Lisey’s Story by Stephen King

★★★★☆ | Horror | Digital | Borrow | StoryGraph | Goodreads

This is my sixth Stephen King book I’ve finished over the past month.

Lisey’s Story started slowly and was confusing at times with so many flashbacks (including flashbacks within flashbacks, which can’t be easy to pull off as a writer).  While there is a supernatural element, the book centers on rebounding from grief, in this case, the death of Lisey’s husband.

I caught myself wondering how King could write so poignantly about grief when he hasn’t lost his wife, but he’s obviously lost someone close to him to write about grief this way.

Highlights

Time apparently did nothing but blunt grief’s sharpest edge so that it hacked rather than sliced.

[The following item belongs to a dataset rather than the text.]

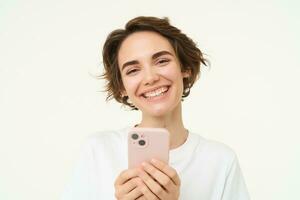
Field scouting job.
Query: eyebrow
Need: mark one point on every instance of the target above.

And then sometimes a day would come, a gray one (or a sunny one) when she missed him so fiercely she felt empty, not a woman at all anymore but just a dead tree filled with cold November blow. She felt like that now, felt like hollering his name and hollering him home, and her heart turned sick with the thought of the years ahead and she wondered what good love was if it came to this, to even ten seconds of feeling like this.

She was frightened because she was realizing—too late, too late—that what’s done can’t be undone, and what’s remembered must somehow be lived with ever after.